“O Meu Pé de Laranja Lima” (Booksmile, 2015) não será, certamente, um título desconhecido do público, tendo sido já adaptado ao cinema e à televisão e marcado gerações de jovens leitores e espectadores de ambos os lados do Atlântico. O romance juvenil autobiográfico do aclamado autor brasileiro José Mauro de Vasconcelos é uma obra a descobrir ou a redescobrir, uma leitura gratificante e comovente tanto para crianças como para adultos.
Na verdade, “O Meu Pé de Laranja Lima” é uma história sobre a entrada na vida adulta, a perda da inocência e fim da infância. Porém, em vez de nos depararmos com um adolescente, a personagem que faz esta transição tem apenas cinco anos. Zezé é uma criança precoce e extremamente sensível – e todos sabem que a sensibilidade é frequentemente madrasta –, que se vê obrigada a amadurecer antes de tempo pela pobreza e pela violência física e psicológica que esta tantas vezes implica.
O livro tanto nos faz sorrir como nos arranca uma lágrima, entre as travessuras deliciosas do protagonista e a realidade opressiva de uma família numerosa e pobre, do desemprego, da frustração e desespero dos adultos, da mão pesada de miúdos e graúdos. Os momentos de ternura, inocência e afecto são contrabalançados pela frieza da realidade social em que Zezé existe, por tudo o que não lhe permite ser apenas uma criança de cinco anos, sem preocupações além da brincadeira e da escola. Os problemas de Zezé são os problemas dos adultos e, apesar de tudo, a sua imaginação vai sobrevivendo, a capacidade de se deslumbrar e de falar com as árvores, de ser amigo de morcegos e de se perder no imaginário cinematográfico dos westerns persistem.

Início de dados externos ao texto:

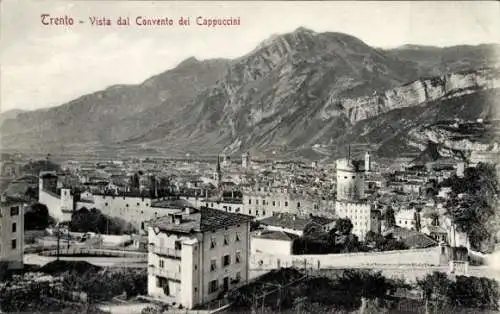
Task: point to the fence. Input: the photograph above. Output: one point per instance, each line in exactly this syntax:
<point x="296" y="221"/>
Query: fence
<point x="94" y="252"/>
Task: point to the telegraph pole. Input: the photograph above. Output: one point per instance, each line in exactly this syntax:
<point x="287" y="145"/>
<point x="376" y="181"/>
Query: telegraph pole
<point x="58" y="239"/>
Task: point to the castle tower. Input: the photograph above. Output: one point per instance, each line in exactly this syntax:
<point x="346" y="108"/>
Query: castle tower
<point x="368" y="162"/>
<point x="350" y="180"/>
<point x="245" y="160"/>
<point x="218" y="172"/>
<point x="66" y="200"/>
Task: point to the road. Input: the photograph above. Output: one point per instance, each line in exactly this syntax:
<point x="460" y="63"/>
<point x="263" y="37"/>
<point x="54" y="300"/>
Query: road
<point x="35" y="259"/>
<point x="133" y="308"/>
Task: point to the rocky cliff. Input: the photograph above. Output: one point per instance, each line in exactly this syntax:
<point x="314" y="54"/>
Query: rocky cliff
<point x="302" y="94"/>
<point x="414" y="93"/>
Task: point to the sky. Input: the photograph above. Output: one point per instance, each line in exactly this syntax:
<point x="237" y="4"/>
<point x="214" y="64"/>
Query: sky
<point x="45" y="66"/>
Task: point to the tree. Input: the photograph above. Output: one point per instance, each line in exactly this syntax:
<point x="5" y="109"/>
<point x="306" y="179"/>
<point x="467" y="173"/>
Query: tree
<point x="389" y="217"/>
<point x="312" y="229"/>
<point x="366" y="285"/>
<point x="37" y="217"/>
<point x="344" y="226"/>
<point x="135" y="181"/>
<point x="436" y="287"/>
<point x="332" y="237"/>
<point x="254" y="225"/>
<point x="473" y="211"/>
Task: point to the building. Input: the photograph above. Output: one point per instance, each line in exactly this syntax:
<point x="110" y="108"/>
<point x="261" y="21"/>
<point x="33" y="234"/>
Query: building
<point x="351" y="202"/>
<point x="407" y="218"/>
<point x="12" y="233"/>
<point x="295" y="224"/>
<point x="195" y="255"/>
<point x="273" y="242"/>
<point x="262" y="202"/>
<point x="59" y="200"/>
<point x="245" y="160"/>
<point x="368" y="162"/>
<point x="232" y="205"/>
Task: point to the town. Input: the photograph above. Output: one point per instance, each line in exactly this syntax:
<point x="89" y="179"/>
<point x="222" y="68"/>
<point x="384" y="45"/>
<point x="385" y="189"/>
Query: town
<point x="198" y="235"/>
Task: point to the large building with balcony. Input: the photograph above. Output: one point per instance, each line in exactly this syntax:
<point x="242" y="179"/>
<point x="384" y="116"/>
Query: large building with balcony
<point x="351" y="202"/>
<point x="12" y="233"/>
<point x="196" y="255"/>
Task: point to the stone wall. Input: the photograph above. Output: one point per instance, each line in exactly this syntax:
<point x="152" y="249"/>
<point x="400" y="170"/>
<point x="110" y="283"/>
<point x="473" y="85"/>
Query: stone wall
<point x="431" y="256"/>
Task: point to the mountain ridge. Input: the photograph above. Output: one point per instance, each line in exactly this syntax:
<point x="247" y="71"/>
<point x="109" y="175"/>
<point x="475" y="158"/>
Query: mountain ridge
<point x="272" y="98"/>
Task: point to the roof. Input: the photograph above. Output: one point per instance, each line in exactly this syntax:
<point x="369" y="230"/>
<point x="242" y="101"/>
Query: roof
<point x="276" y="235"/>
<point x="176" y="203"/>
<point x="435" y="229"/>
<point x="412" y="238"/>
<point x="290" y="221"/>
<point x="200" y="220"/>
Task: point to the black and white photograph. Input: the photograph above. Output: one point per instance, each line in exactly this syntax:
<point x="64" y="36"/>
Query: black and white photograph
<point x="251" y="157"/>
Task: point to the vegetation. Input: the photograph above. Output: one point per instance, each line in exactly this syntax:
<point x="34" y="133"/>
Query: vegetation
<point x="465" y="292"/>
<point x="37" y="217"/>
<point x="98" y="285"/>
<point x="35" y="167"/>
<point x="363" y="291"/>
<point x="381" y="243"/>
<point x="337" y="240"/>
<point x="289" y="290"/>
<point x="473" y="202"/>
<point x="93" y="220"/>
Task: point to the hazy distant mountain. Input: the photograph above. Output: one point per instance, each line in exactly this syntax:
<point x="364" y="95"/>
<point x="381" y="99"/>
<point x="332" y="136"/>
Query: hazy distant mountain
<point x="434" y="61"/>
<point x="299" y="93"/>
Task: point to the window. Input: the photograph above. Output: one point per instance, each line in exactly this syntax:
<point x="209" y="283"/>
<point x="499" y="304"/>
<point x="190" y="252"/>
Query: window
<point x="213" y="265"/>
<point x="226" y="260"/>
<point x="14" y="211"/>
<point x="178" y="245"/>
<point x="213" y="286"/>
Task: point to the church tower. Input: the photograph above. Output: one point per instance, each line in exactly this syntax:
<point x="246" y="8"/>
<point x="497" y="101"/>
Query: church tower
<point x="218" y="173"/>
<point x="368" y="162"/>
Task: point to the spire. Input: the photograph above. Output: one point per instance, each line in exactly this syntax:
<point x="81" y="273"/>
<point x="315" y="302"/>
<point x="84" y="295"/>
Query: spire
<point x="218" y="164"/>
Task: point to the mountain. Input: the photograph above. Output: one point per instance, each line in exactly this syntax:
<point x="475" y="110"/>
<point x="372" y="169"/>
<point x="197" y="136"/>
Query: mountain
<point x="117" y="112"/>
<point x="434" y="61"/>
<point x="297" y="94"/>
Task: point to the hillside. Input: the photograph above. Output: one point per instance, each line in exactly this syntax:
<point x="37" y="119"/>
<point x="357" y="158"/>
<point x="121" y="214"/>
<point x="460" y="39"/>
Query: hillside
<point x="291" y="94"/>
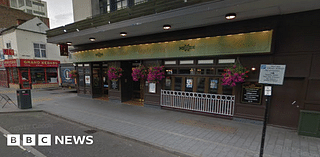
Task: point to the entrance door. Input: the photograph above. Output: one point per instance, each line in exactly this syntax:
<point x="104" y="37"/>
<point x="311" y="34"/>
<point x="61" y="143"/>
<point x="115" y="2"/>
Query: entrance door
<point x="25" y="79"/>
<point x="286" y="102"/>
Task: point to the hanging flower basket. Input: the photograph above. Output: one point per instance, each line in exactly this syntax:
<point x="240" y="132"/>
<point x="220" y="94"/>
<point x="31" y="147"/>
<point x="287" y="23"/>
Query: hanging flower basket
<point x="73" y="74"/>
<point x="114" y="73"/>
<point x="156" y="74"/>
<point x="234" y="74"/>
<point x="139" y="73"/>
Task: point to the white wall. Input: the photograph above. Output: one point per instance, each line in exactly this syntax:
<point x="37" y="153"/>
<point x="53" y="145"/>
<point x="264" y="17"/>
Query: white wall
<point x="82" y="9"/>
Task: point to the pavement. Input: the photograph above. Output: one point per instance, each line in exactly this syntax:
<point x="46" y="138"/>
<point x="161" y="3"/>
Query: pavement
<point x="184" y="133"/>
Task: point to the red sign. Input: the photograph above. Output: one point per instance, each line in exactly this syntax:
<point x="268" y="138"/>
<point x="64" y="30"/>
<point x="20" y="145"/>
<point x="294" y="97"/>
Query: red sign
<point x="8" y="51"/>
<point x="10" y="63"/>
<point x="63" y="50"/>
<point x="38" y="63"/>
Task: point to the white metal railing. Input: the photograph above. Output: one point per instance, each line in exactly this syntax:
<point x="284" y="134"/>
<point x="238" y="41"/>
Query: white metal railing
<point x="203" y="102"/>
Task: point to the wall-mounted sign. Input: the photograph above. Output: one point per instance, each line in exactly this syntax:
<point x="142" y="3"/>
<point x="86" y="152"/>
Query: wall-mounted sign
<point x="87" y="80"/>
<point x="152" y="87"/>
<point x="214" y="84"/>
<point x="251" y="93"/>
<point x="38" y="63"/>
<point x="189" y="83"/>
<point x="64" y="50"/>
<point x="114" y="84"/>
<point x="8" y="51"/>
<point x="272" y="74"/>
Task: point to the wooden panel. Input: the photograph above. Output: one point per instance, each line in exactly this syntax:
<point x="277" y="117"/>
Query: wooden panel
<point x="297" y="65"/>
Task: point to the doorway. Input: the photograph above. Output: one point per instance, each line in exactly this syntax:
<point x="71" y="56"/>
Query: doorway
<point x="25" y="78"/>
<point x="286" y="102"/>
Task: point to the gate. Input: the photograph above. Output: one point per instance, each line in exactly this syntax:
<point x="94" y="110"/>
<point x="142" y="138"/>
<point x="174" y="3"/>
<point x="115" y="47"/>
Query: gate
<point x="202" y="102"/>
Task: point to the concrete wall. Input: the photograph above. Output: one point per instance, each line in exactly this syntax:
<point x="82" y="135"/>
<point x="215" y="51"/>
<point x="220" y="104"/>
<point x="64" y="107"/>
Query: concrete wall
<point x="81" y="9"/>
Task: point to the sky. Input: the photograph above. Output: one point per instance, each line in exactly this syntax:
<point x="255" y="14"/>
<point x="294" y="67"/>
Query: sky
<point x="60" y="12"/>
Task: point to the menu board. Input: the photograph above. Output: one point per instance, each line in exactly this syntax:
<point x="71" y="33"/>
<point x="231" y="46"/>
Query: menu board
<point x="251" y="93"/>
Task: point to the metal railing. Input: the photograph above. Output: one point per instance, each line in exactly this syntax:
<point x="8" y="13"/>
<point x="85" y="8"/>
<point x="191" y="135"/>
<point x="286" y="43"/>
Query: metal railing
<point x="202" y="102"/>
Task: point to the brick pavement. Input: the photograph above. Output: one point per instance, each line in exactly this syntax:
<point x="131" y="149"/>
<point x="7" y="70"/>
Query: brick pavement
<point x="190" y="134"/>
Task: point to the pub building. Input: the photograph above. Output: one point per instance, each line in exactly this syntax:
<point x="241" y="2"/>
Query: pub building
<point x="195" y="59"/>
<point x="31" y="73"/>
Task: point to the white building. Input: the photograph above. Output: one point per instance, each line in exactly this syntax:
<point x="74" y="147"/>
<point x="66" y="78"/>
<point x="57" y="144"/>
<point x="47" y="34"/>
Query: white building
<point x="35" y="7"/>
<point x="33" y="57"/>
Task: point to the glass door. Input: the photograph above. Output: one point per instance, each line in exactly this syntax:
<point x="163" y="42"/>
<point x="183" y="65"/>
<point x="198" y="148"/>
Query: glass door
<point x="25" y="78"/>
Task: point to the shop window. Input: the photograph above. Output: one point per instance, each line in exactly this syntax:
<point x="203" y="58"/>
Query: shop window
<point x="227" y="90"/>
<point x="200" y="71"/>
<point x="211" y="71"/>
<point x="38" y="75"/>
<point x="189" y="85"/>
<point x="200" y="84"/>
<point x="52" y="75"/>
<point x="96" y="77"/>
<point x="213" y="85"/>
<point x="81" y="80"/>
<point x="171" y="71"/>
<point x="178" y="83"/>
<point x="168" y="83"/>
<point x="189" y="71"/>
<point x="40" y="50"/>
<point x="220" y="71"/>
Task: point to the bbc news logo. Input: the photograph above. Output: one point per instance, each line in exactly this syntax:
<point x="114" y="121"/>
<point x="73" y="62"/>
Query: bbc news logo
<point x="46" y="140"/>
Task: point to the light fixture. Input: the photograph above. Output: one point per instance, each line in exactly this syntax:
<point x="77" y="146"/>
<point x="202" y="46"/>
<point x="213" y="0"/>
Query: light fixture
<point x="230" y="16"/>
<point x="166" y="27"/>
<point x="123" y="34"/>
<point x="92" y="39"/>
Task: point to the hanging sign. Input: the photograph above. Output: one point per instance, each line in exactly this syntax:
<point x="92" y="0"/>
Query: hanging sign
<point x="189" y="83"/>
<point x="251" y="93"/>
<point x="272" y="74"/>
<point x="64" y="50"/>
<point x="152" y="87"/>
<point x="8" y="51"/>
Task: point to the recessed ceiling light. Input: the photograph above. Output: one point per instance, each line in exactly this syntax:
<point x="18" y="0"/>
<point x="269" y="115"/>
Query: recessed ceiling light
<point x="123" y="34"/>
<point x="166" y="27"/>
<point x="92" y="39"/>
<point x="231" y="16"/>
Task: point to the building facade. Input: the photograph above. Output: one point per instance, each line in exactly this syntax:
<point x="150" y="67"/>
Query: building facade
<point x="34" y="7"/>
<point x="29" y="61"/>
<point x="197" y="50"/>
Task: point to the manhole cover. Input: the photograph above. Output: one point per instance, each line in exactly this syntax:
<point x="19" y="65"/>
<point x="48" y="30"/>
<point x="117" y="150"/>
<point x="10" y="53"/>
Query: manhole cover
<point x="90" y="131"/>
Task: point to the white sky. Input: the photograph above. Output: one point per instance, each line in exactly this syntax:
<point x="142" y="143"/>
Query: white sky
<point x="60" y="12"/>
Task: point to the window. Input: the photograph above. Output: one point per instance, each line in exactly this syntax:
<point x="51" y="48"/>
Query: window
<point x="29" y="11"/>
<point x="28" y="3"/>
<point x="38" y="12"/>
<point x="52" y="75"/>
<point x="37" y="3"/>
<point x="21" y="3"/>
<point x="40" y="50"/>
<point x="200" y="83"/>
<point x="13" y="3"/>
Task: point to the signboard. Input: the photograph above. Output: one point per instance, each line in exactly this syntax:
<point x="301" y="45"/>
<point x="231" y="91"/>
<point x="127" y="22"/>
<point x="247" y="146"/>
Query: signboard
<point x="64" y="50"/>
<point x="189" y="83"/>
<point x="38" y="63"/>
<point x="272" y="74"/>
<point x="251" y="93"/>
<point x="152" y="87"/>
<point x="10" y="63"/>
<point x="8" y="51"/>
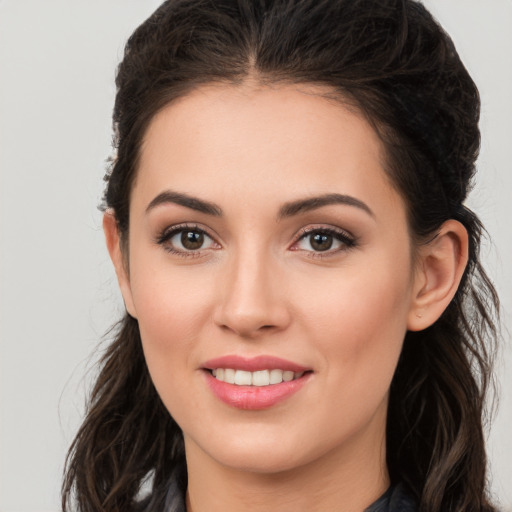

É, de facto, uma obra maior da literatura juvenil, uma pérola agridoce como a própria infância, mas com uma dureza que resulta numa aprendizagem para o jovem leitor, que lhe incute empatia e consciência social ao mesmo tempo que o faz avançar para um nível de leitura mais maduro. O percurso de Zezé é, como já foi dito, o caminho para a entrada na vida adulta. Ao mesmo tempo que descobre afectos e amizades, toma consciência da brutalidade da vida demasiado cedo, atinge uma maturidade que não devia ter aos cinco anos e acaba por perder a inocência e compreender as engrenagens frias do mundo.
A escrita nunca perde o tom de encanto, a beleza nunca se esvai, mas fica um peso no coração, o peso que faz de nós adultos, quando a leveza, a despreocupação e a magia da infância são substituídas por uma noção mais acutilante da realidade, da dor e da perda. O fim da infância será sempre traumático, podemos argumentar, mas se é para ler um retrato desta perda maior por que todos passamos, que seja pelos olhos e pela pena de José Mauro de Vasconcelos, que o traça com uma sensibilidade e mestria maiores.
Trata-se de um clássico para crianças e para adultos, um livro a descobrir com encanto ou a reler com nostalgia. Uma história para redescobrir a criança que ainda temos escondida num canto do nosso coração, a jogar à macaca e a roubar maçãs do quintal da vizinha, um livro para o público mais jovem se identificar e compreender as diferentes infâncias que diferentes crianças podem ter. José Mauro de Vasconcelos acertou na mouche, e a nós cabe o prazer imenso de o ler e de o dar a conhecer aos mais pequenos.
2 Commentários
Li alguns livros de José mauro de vasconcellos. ficava extasiada com tanta ternura.
Os livros dele são pequeninos, mas as histórias são enormes, grandes de mais para caber no nosso coração!